Henderson Field Update
Troops sent to Honiara; city in ruins
A FORCE of more than 100 Australian soldiers and 80 federal police have been rushed to the Solomon Islands to battle rioters laying siege to the island nation’s capital Honiara.The violence is the worst in the Solomons since Australia and other Pacific nations intervened in 2003 to end years of bloody ethnic gang conflict.
An uneasy calm had descended on Honiara last night as soldiers began to patrol the streets, but there was still sporadic looting and some buildings were still ablaze.
Government spokesman Alfred Maesulia said 90 per cent of Chinatown had been ransacked, looted and burned, with Honiara’s newest hotel also set alight.

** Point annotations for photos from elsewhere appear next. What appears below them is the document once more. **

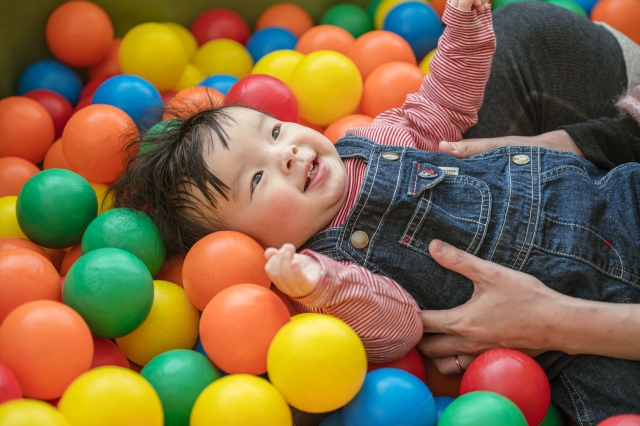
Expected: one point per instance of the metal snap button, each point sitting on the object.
(359, 239)
(391, 156)
(521, 159)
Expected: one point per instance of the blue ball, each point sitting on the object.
(220, 82)
(270, 39)
(134, 95)
(51, 75)
(417, 23)
(390, 396)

In August, 1942, the United States and Japan finally came to grips in a land battle. They collided on the remote Pacific Island of Guadalcanal. It was a ferocious months-long battle. The Americans had landed in large numbers along the coast. The Japanese forces largely controlled the hinterland. In the daytime, the Americans dominated the sea and air, re-supplying and reinforcing our forces. But at night, the Japanese Navy, which had trained for and specialized in night-fighting, ruled the waves, and tried to re-supply their own forces.
Throughout the battle, a crucial element was a dirt landing strip within the American lines, called Henderson Field. With the fighters based at Henderson, the Americans were able to dominate the daytime skies, turning back Japanese bombing raids, protecting our sea and land forces. Eventually, the tide turned; the Americans secured Guadalcanal and began the island-hopping campaign that led to Tokyo Bay in August, 1945.
After the war, a city sprang up around the greatly expanded facilities of Henderson Field. That city is called Honiara.